Monday, February 12, 2007


Goma is a town which used to be a lake. There is a live volcano just outside the town, and apparently over hundreds of years of eruptions, the lake filled in and became populated to become the city of Goma. Just 5 years ago, the volcano erupted again and lava submerged half the town. Close to the Rwandan border the town is normal, but halfway through the town, the roads give way to scraped over hardened lava. The old roads are about 6 meters under, and there is a lot of construction activity throughout the town to rebuild. Due to the recent elections and rebel generals in the mountains nearby combined with rebuilding efforts post-volcanic eruption, there is also much UN activity. Every 3rd vehicle is a UN vehicle of some form, and we drove by buildings or signs for probably every single UN agency which exists, from UNHCR, UNICEF, UNDP, just UN, etc.

We were hosted for lunch by a lovely family who own a house situated on Lake Kivu. They have a beautiful house, and we sat out on the terrace overlooking the lake while chatting. Jacques invited many MP's, journalists, and other persons of importance to join us for lunch. I was unable to meet with them, I was extremely grateful to the family for offering me a bed to lie down on so I didn't stare at them all like a wet, moldy, blanket since I felt pretty sick. Ann and Winnie said the lunch went well, and the conversation was an interesting mix of French, English and Swahili as people tried to communicate however they could.

Jacques had organised a conference for us nearby along with a number of other organisations. I sat at the front with a representative from UNA, someone who worked with the pygmies in HIV/AIDS prevention and treatment, and a member of another NGO. We also had some local artists. One poet, Theophile, came and presented a poem about peace and solidarity, while a singer, Tonton Sambo, and rapper also presented some songs along the same theme. Winnie gave a brief introduction to the WYA, and then Ann presented her work as chair of the WYA board and why she travelled to Africa, then I spoke about some of the ideas of the Alliance. I tried to give a 5 minute introduction to human dignity, freedom, responsible stewardship and solidarity and how they lead to peace. Jacques translated for all of us. Poor fellow, a couple minutes into my speech he stopped, turned to me and said in a little voice "cette philosophie..." I was very impressed and grateful for his translation. Without him, the only message I could have conveyed would have been "je ne pas parle francaise..."
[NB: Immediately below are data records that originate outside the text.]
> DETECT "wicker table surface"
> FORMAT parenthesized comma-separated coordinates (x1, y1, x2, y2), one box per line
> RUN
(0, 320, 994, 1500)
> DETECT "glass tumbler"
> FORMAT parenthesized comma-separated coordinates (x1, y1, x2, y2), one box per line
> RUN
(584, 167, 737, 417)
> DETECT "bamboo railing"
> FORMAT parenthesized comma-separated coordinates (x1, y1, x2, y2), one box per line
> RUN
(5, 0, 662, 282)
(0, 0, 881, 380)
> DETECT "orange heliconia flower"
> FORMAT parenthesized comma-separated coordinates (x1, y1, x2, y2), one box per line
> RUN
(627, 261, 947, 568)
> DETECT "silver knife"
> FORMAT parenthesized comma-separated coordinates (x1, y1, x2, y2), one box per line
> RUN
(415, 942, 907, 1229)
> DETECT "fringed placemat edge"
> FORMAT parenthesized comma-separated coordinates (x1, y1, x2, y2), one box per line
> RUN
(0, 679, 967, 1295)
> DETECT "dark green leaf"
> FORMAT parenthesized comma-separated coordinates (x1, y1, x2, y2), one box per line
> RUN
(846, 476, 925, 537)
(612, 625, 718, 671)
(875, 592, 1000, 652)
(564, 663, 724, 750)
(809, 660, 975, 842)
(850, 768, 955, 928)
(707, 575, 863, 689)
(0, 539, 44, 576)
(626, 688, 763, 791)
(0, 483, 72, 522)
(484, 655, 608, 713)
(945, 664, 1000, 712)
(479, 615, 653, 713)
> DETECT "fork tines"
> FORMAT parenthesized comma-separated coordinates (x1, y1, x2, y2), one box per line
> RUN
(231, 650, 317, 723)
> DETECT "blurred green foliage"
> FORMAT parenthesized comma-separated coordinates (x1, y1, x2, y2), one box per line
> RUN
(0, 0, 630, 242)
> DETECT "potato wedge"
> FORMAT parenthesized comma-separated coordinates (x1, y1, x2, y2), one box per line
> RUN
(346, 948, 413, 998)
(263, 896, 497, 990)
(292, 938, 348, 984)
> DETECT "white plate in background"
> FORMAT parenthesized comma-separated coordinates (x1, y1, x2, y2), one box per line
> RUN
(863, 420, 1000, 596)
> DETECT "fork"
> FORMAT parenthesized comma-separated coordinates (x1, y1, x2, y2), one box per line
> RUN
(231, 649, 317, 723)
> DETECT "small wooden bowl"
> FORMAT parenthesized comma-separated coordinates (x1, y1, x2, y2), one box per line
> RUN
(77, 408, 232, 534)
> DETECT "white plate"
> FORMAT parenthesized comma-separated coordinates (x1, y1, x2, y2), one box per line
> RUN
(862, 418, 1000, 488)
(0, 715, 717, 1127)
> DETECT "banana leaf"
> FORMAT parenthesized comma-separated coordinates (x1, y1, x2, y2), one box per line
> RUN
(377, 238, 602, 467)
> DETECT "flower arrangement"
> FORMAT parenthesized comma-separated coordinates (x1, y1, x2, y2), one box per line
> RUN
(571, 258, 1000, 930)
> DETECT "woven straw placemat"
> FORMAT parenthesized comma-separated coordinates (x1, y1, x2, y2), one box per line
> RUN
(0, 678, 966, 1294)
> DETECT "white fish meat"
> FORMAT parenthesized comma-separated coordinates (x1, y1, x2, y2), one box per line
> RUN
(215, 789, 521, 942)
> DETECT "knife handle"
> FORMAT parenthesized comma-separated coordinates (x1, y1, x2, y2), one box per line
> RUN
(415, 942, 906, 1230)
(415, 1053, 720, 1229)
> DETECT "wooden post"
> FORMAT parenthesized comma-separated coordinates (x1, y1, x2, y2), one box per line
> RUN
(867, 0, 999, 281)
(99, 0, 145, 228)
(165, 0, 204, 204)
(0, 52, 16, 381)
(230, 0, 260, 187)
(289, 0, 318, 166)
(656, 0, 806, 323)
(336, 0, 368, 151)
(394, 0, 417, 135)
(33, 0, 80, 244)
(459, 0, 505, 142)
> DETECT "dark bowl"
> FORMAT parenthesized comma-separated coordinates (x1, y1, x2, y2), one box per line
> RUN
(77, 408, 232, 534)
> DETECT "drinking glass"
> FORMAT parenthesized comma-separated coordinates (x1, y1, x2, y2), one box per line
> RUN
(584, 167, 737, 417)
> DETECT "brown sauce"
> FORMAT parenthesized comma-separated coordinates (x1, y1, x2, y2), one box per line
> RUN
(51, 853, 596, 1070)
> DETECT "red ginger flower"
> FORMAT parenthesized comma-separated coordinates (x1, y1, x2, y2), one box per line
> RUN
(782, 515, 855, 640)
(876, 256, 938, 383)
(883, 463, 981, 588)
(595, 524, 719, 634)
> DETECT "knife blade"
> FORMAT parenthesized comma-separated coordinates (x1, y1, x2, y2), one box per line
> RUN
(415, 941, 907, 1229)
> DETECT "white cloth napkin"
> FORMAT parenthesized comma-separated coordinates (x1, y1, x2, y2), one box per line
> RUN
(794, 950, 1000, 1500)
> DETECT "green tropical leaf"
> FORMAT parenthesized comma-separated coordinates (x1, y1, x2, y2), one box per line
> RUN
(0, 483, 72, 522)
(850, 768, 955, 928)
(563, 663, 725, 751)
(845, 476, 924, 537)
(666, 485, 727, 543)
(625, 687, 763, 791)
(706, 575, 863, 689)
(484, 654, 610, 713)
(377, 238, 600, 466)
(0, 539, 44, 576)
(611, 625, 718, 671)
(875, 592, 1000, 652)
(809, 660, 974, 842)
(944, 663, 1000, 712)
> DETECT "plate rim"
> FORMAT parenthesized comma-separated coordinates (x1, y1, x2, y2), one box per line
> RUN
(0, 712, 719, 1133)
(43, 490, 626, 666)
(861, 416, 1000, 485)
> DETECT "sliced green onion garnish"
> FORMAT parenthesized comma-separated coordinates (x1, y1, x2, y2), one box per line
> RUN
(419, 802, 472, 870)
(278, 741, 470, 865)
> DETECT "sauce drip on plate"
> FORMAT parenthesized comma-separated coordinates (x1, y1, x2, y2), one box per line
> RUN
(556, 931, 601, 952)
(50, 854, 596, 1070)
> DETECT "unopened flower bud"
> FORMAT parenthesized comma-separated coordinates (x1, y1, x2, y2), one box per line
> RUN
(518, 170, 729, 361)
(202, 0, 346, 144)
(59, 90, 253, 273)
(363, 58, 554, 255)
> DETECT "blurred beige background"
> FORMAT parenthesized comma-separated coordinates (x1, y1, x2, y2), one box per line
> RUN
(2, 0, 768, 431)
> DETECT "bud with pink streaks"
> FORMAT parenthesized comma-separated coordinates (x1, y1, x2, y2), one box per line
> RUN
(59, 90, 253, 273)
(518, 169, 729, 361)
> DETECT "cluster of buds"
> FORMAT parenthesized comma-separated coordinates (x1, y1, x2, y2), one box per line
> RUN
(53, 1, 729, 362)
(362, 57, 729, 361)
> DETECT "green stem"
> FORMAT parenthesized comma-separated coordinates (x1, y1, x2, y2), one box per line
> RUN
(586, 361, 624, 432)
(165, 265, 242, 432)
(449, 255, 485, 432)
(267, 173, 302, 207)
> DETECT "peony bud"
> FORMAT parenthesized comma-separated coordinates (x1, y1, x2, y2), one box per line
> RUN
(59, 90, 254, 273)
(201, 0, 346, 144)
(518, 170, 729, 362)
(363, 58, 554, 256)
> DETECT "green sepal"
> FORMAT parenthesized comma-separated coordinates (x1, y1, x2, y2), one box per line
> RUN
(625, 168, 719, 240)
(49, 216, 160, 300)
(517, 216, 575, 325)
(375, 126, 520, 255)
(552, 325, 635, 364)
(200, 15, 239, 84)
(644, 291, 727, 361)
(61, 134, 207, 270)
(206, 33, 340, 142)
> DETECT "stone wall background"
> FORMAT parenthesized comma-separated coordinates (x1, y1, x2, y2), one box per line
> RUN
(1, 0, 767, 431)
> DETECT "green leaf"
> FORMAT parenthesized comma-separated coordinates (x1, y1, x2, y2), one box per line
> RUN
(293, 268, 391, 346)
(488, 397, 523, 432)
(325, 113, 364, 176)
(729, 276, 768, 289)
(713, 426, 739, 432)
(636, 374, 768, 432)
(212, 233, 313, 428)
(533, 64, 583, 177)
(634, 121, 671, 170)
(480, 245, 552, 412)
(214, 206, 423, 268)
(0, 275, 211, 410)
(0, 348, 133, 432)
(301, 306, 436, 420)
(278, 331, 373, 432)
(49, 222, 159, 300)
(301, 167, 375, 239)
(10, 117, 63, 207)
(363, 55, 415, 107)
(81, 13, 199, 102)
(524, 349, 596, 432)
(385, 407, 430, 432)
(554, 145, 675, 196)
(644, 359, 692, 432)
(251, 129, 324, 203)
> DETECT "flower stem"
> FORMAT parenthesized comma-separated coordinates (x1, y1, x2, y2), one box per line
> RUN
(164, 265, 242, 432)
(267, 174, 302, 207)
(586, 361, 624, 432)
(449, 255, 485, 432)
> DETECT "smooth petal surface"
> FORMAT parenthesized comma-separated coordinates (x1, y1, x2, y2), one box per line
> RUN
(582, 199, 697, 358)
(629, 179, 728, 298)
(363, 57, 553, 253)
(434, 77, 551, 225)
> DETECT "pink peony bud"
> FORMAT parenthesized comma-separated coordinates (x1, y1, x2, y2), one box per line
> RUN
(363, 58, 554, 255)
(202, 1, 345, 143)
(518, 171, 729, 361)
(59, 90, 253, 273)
After our seminar Jacques and the WYA members there presented us with T-shirts produced for the recent elections encouraging young people to vote. One member also came up to me and handed me a portrait he'd sketched of me during my talk. It is actually very good, he even captured my hair flying away in the heat :) which of course I would have preferred that he left out. We then went to a local restaurant for drinks with the members and other speakers. It was great to be able to meet with them, they're all very excited about WYA and ready to take a lot of initiative. This was the first time I really wished I spoke french since I was only able to communicate with a few of them.

The next morning we attended a local Church in Gisenyi which was all in Kinyarwanda, I didn't understand a word of course, but I enjoyed the singing and clapping. Ann loves the children here, and halfway through Church a little girl left her family towards the front, walked all the way to the back and plunked herself on Ann's lap, she didn't leave her place until Church was over. Speaking of Ann, she is quite a celebrity here everywhere we travel. They are all grateful that she has travelled to Africa to be with them, but once she mentions she has 10 children it's over. From that point on she is their mother, and they love her, and they introduce her to everyone and say "and how many children do you think she has?" small pause for effect "10!!!!" gasps of disbelief from the listeners who then look to Ann for confirmation. Ann only has to give a slight nod and smile and they crowd up to her and tell her she is African like them, and how wonderful to have 10, they are so excited to meet a westerner with more than 2 children!

1 comment:

Simon said...

Hi Mary...just letting you know I'm enjoying your blog entries. Keep em coming!